Po pierwsze scenariusz filmu (konflikt w Irlandii, IRA, UVA , terroryzm itp.) to tematyka ciekawa , jak dla mnie. Doskonale zagrał jak zwykle Liam Nesson wciąż w dobrej formie, filmowy Joe(aktora nie znam) takze zagrał dobrze. Film imo warty obejrzenia. POLECAM!
No 8 moze nie ale 7/10 to juz dobra ocena ;). Film opowiada o "pojednaniu" zabojcy i brata ofiary - wiec nie jest filmem akcji tylko raczej obyczajowym i nie spodziewajcie sie po nim nie wiadomo czego.
Mnie sie dobrze ogladalo, zakonczenie pojawilo sie z nikąd ale coz :).
I nie wiem kto dal mu thrilera, czy kriminal - zal ... Tyle tu kryminalu co nic ;) ...
To zakończenie to jeszcze jeden problem - a może warto "przebaczyć" nawet wbrew sobie, wywarczeć przebaczenie zza zaciśniętych zębów, dla przyszłych pokoleń? By krew już nie płynęła, by twoje dzieci nie odkopały broni po ojcach i dziadkach?
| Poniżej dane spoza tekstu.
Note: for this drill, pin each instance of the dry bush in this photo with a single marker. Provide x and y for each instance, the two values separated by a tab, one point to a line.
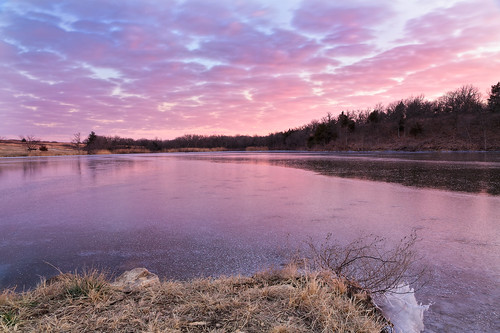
373	262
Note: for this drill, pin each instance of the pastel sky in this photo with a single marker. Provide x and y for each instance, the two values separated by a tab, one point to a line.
164	68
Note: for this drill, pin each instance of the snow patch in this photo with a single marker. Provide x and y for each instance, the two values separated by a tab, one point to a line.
400	306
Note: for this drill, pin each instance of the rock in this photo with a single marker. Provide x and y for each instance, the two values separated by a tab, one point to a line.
134	279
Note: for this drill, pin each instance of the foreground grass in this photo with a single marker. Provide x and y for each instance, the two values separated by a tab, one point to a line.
274	301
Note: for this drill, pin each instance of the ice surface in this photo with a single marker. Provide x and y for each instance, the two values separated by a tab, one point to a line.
400	306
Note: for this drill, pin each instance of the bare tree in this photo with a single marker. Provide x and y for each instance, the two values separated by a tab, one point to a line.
31	142
76	142
368	261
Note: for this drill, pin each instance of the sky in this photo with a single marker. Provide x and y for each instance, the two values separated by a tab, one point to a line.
165	68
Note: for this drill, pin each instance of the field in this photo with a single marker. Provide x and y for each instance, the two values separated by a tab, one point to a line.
274	301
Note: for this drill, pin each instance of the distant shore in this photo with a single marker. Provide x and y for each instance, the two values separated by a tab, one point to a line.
16	148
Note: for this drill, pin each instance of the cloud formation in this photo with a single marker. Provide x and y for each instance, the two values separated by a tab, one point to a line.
163	69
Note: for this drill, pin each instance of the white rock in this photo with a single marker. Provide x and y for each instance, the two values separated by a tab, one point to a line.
134	279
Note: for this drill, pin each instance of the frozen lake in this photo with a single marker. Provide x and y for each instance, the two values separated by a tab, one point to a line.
189	215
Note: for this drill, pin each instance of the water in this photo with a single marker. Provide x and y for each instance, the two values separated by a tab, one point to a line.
189	215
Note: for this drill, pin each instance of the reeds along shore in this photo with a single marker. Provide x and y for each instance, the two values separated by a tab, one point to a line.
271	301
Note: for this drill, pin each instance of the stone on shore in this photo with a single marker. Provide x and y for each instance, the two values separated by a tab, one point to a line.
134	279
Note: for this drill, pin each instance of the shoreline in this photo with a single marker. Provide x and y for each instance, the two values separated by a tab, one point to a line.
15	148
275	301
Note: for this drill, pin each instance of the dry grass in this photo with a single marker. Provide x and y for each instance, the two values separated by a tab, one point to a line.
274	301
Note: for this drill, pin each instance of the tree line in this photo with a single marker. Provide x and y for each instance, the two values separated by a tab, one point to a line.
459	119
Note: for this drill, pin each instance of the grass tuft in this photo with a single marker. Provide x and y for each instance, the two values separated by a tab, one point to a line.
272	301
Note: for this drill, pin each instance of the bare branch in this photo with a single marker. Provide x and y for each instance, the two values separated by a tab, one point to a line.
369	261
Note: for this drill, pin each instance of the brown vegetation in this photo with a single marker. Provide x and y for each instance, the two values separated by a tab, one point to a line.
274	301
13	148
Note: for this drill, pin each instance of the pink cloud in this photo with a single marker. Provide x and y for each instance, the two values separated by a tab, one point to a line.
142	67
321	16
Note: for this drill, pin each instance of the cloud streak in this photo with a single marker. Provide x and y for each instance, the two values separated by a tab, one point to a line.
162	69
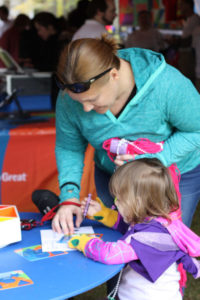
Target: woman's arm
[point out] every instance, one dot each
(70, 149)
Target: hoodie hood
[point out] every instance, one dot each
(146, 65)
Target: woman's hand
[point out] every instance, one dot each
(63, 220)
(120, 159)
(94, 207)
Zdradzić pamięć zmarłych dla przyszłości żywych? Myślę, że wielu mieszkańców Armagh i Belfastu zadaje sobie to pytanie, spotykając zabójców braci i ojców na wywiadówkach i w supersamie. A bardzo podobnie wytłumaczył to głównej bohaterce dziadek w Derry Girls (też polecam!).
Moim zdaniem Nesson zagrał dobrze (ale nie miał trudno, bo grał trochę nadętego buca), a Nesbitt genialnie (i miał trudniej ze swoim bohaterem - psychicznym kaleką). Ja sam jednak oceniam lepiej - co najmniej 9/10. Uwielbiam takie niejasne moralnie dzieła (kto ma rację? exzabójca-celebryta, który zbił sukces nauczając o pojednaniu czy powykręcana wewnętrznie, przesiąknięta nienawiścią ofiara jego zbrodni?)